At the turn of the decade, Capcom decided to take their beloved Devil May Cry franchise in a new direction. This lead to the company deciding to reboot the franchise with the British studio Ninja Theory at the helm of development. This resulted in the release of DmC: Devil May Cry in 2013. The game was met with a positive response from critics, but fan reception was very mixed due to the direction the company took with the series.
It does appear that some within Capcom were also fond of the Ninja Theory developed reboot. This includes Hideaki Itsuno, the director of most of the Devil May Cry games, as well as Devil May Cry 5 producer, Matt Walker. In a recent interview with Walker by Slovakian website Sector, as translated by Feed4Gamers, he discussed the possibility of a sequel to the 2013 reboot. Walker mentioned that Capcom tried to start work on a sequel with Ninja Theory, but it “unfortunately didn’t get off the ground.” Walker also mentioned that a sequel would have to be made by Ninja Theory.
We’d still love to see a sequel, but we think it absolutely has to be made by Ninja Theory – so much of the amazing style and substance in that game was only possible because they have such a knack for what’s cool. It wouldn’t be DmC without Ninja Theory.
However, there is one major obstacle standing in the way between Capcom and Ninja Theory creating a sequel to DmC: Devil May Cry. Last year, during Microsoft’s E3 press conference, Phil Spencer announced that the company had purchased Ninja Theory along with three other studios.

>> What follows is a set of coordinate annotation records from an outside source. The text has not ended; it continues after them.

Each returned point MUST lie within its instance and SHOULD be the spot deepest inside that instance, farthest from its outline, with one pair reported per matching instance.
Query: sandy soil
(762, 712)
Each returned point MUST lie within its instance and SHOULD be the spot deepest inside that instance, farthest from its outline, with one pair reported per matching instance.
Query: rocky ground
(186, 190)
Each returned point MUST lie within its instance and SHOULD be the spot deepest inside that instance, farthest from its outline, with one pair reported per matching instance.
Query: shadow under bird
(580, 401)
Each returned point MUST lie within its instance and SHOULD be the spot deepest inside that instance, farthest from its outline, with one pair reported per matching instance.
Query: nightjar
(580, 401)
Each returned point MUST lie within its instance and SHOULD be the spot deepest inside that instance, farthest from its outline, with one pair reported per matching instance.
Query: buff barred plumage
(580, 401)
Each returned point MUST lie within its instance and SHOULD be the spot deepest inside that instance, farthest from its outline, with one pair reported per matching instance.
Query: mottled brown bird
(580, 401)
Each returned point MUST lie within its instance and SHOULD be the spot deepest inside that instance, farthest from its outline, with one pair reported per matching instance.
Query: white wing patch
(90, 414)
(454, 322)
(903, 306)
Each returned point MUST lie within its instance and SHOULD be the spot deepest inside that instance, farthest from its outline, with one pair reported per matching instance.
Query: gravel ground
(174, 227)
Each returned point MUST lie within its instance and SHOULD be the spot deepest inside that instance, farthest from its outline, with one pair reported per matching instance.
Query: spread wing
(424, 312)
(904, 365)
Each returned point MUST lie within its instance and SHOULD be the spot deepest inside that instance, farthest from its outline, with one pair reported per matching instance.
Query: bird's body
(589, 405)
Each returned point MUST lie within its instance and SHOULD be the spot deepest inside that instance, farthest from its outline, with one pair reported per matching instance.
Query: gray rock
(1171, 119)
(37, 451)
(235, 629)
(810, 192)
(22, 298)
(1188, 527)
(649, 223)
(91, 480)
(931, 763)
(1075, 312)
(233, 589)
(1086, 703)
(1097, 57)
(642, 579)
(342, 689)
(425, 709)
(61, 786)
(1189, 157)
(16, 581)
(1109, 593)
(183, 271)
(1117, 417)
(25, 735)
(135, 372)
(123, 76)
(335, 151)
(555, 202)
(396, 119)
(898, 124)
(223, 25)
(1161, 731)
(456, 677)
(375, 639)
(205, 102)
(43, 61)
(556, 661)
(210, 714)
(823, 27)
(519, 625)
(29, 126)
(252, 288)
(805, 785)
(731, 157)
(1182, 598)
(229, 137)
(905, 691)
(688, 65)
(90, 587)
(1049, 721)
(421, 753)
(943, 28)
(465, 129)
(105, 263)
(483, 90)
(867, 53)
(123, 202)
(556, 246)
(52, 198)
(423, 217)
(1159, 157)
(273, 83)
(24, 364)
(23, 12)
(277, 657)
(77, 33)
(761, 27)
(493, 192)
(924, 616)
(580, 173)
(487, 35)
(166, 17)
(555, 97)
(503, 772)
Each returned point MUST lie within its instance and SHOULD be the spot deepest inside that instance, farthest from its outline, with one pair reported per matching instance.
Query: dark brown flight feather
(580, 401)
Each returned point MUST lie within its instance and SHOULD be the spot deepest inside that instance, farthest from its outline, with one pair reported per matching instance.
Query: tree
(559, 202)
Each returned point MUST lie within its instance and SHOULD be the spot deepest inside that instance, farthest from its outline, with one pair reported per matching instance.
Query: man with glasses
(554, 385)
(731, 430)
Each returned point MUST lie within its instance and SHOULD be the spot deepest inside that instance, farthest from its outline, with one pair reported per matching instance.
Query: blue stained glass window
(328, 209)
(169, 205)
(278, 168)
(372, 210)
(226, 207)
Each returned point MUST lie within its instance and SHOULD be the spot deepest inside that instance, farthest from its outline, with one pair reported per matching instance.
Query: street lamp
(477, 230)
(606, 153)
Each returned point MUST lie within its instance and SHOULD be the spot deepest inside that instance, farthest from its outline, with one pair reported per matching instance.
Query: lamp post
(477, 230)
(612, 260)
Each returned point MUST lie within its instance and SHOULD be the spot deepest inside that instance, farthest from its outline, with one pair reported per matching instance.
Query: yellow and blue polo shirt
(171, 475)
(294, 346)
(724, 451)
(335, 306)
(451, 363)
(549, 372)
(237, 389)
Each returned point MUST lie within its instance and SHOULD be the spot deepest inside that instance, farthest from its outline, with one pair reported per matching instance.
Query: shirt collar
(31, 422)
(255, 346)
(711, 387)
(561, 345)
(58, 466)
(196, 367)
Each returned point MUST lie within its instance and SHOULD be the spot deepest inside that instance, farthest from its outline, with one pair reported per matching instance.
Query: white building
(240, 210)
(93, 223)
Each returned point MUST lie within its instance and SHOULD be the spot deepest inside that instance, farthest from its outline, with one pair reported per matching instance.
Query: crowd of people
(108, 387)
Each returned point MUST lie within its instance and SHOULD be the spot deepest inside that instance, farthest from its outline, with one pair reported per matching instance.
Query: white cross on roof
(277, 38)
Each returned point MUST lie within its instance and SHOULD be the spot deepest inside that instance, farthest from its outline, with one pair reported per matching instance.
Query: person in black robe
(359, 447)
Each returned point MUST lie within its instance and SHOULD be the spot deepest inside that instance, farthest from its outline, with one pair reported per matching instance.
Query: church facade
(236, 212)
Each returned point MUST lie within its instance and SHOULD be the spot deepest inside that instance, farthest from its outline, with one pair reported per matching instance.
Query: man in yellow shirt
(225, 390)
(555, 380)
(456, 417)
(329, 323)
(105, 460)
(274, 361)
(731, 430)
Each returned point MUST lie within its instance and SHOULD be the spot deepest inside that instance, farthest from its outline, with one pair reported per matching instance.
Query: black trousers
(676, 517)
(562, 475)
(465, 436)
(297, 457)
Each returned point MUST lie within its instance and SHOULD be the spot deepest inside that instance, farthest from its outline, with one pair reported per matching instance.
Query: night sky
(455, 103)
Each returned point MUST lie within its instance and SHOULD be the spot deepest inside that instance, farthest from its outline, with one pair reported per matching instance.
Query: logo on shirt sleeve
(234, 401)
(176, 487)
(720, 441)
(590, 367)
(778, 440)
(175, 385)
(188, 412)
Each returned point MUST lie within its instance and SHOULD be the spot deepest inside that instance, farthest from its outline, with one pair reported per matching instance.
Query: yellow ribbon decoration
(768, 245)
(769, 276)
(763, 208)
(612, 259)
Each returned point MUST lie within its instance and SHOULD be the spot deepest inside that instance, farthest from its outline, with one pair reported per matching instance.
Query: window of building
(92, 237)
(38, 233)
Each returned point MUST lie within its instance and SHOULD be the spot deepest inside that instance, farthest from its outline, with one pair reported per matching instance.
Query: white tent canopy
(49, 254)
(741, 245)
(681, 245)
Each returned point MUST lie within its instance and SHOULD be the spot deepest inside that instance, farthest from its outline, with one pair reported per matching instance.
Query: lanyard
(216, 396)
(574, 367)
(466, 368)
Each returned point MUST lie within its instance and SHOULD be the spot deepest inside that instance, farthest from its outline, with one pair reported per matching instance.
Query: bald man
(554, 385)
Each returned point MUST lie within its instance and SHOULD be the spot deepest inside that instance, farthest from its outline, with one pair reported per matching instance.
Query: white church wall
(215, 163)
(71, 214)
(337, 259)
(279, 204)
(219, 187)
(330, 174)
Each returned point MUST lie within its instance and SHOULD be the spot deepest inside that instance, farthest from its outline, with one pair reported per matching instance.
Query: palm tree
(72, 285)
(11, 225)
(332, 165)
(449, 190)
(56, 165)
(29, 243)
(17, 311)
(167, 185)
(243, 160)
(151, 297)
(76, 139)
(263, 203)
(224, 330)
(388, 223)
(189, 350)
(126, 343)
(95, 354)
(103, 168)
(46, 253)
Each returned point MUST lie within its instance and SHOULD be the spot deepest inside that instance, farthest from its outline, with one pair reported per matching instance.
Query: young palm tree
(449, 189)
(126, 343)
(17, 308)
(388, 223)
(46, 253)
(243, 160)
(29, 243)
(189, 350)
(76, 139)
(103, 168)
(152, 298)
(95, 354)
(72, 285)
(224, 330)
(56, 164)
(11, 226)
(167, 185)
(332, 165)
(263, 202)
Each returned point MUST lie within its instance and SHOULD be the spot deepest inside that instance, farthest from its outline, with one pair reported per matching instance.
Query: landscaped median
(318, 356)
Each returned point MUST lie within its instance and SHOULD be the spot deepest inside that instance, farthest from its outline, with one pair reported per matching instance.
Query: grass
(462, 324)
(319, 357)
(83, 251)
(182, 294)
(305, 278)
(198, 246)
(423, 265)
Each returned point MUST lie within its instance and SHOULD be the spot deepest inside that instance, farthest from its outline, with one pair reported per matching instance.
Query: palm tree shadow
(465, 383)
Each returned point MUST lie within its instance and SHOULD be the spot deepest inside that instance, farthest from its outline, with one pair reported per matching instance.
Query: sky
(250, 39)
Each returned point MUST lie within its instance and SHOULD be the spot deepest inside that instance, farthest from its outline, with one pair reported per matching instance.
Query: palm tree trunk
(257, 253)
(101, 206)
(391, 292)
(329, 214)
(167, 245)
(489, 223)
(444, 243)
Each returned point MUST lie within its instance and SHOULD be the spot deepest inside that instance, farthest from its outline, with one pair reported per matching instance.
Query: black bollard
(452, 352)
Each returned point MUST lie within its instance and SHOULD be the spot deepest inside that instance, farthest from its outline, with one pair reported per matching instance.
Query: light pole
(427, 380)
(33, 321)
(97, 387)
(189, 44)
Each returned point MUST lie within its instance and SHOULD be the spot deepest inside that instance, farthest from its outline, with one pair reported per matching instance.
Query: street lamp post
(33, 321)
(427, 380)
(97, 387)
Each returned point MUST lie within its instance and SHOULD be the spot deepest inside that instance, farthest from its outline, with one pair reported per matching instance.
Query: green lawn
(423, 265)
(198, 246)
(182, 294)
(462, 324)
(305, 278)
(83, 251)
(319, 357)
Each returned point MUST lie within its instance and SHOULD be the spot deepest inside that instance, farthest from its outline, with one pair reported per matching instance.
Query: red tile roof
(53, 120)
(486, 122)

Since the release of DmC: Devil May Cry, both Capcom and Ninja Theory have been successful. Capcom decided to take the Devil May Cry franchise back to internal development. This resulted in the release of Devil May Cry 5 in March which was met with acclaim from critics and fans alike. It was also the fourth best selling game in the U.S. during March. Ninja Theory, on the other hand, released the acclaimed Hellblade: Senua’s Sacrifice in 2017. Now that the studio is owned by Microsoft, it will be interesting to see what they do next.